In the US, the insured patient is often responsible for part of their healthcare costs. The purpose of this cost sharing is to avoid unnecessary medical treatment, with the idea that if the patient has to pay a portion, they are less likely to seek care unless truly needed, and drive the patient to seek less expensive care. Typically, cost sharing is defined in the form of a deductible, co-payment, co-insurance and/or maximum out-of-pocket amount, and it varies per insurance policy.
For example, let’s say a patient is hospitalised at an out-of-network hospital. The hospital bill is US$100,000, and the insurance only covers $20,000. Without the No Surprises Act, the hospital would bill the patient the remaining portion, in this case $80,000. However, with the new No Surprises Act, let’s assume the patient has a maximum out-of-pocket amount of $10,000 in his/her insurance policy. This $10,000 would now be the maximum amount that the hospital could bill the patient, instead of the full $80,000.
International application of US law
This new law, along with all healthcare laws in the US, is complicated and US-centric. However, just like other US healthcare laws before (such as the Health Insurance Portability and Accountability Act, and Affordable Care Act), it does apply to all US healthcare providers, i.e., physicians and other healthcare providers, hospitals and other emergency care facilities, as well as air ambulance and medical transport services including helicopters and airplanes (excluding ground ambulance), and it applies to all individual and group health plans, including self-insured plans. As such, it applies to international patients and international health plans who pay for healthcare services in the US.
The new legislation also defines new negotiation rules with an arbitration clause, called an Independent Dispute Resolution (IDR) Process. In simple terms, the payer has to send a reasonable ‘good faith’ payment within 30 days from billing. Should the provider not accept that payment, the next 30 days will be allowed for the payer and provider to engage in a normal negotiation process. After this period, either party may initiate an IDR process (additional costs will apply).
It should also be noted that in a scenario where a patient knowingly and voluntarily agrees to services at a non-network provider by signing a consent waiver, the patient can waive the federal protections and thus be balance billed. The legislation identifies a list of providers who may not ask for a consent waiver, such as in urgent cases or for ancillary providers at in-network facilities (e.g., anaesthesiologist or radiologist at a hospital).
How can this be applied to international patients?
Most international health plans do not have ‘US-style’ benefit schedules, such as the maximum out-of-pocket amounts described above. Due to this, it can be difficult to use this law to benefit international payers (another reason for international insurance carriers to design their plans to truly protect them in the US!). In other words, the law allows health plans to pay out-of-network bills at their published in-network rates. It further requires the provider to accept those rates and prohibits the provider from billing the patient the remaining balance, in excess of their deductible/co-pay/co-insurance or cost-share maximums. If the payer does not have in-network versus out-of-network published rates, or patient cost-sharing, then a negotiation argument based on these terms might be more difficult to make.
However, it is my opinion that this law can be another tool in smartly negotiating US healthcare costs. Anybody who has paid US medical bills knows that the biggest problem lies with the non-networked providers. This new law can be used in negotiating those out-of-network bills, including both medical bills and air ambulance bills.
Administrative requirements for health plans
In addition to the negotiation aspect, the law also has several requirements that insurance plans and administrators need to be ready to fulfill, such as new ID card requirements and Advance Explanation of Benefits (AEOB).
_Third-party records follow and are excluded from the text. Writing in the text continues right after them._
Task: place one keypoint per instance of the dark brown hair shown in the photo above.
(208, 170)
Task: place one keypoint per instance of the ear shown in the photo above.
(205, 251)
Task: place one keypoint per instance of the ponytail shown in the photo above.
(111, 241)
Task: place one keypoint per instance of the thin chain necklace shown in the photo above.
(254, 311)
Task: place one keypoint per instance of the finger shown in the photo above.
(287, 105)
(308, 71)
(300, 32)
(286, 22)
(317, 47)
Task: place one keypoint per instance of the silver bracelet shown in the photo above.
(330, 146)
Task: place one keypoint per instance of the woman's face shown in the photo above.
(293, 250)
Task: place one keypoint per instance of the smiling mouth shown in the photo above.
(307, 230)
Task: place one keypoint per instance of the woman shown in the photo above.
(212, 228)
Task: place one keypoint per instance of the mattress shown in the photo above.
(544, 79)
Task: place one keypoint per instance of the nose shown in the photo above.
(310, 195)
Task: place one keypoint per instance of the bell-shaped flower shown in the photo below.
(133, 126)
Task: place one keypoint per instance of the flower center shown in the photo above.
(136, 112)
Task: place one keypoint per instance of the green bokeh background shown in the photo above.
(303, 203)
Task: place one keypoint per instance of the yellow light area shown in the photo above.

Starting in January 2022, or at the plan renewal date, health plans must include new information on the insurance ID cards, including all deductibles and maximum limits on out-of-pocket costs (also when there are none). Furthermore, health plans will be required to process Advance Explanation of Benefits (AEOB) before a healthcare service is delivered. If a healthcare service is scheduled more than 10 days ahead, the AEOB must be produced within three business days of receiving an inquiry. If the healthcare service is scheduled less than 10 days ahead, then an AEOB must be produced within one business day from receiving an inquiry. It must include a good-faith estimate of the insurance payment, patient cost sharing, confirm whether the provider is in-network, and if not, how to find in-network providers. The insurer will also have to offer price comparison information by phone, develop a web price comparison tool and maintain up-to-date provider directories.
For air ambulance providers, the legislation mandates an additional task of submitting two years of cost and claims data to federal officials for publication in a comprehensive report to the public. In addition, the law creates an advisory committee on air ambulance quality and patient safety in the US.
The Congressional Budget Office estimates that the No Surprises Act will reduce US commercial insurance premiums by between 0.5 per cent to one per cent, saving an estimated $17 billion over the next 10 years.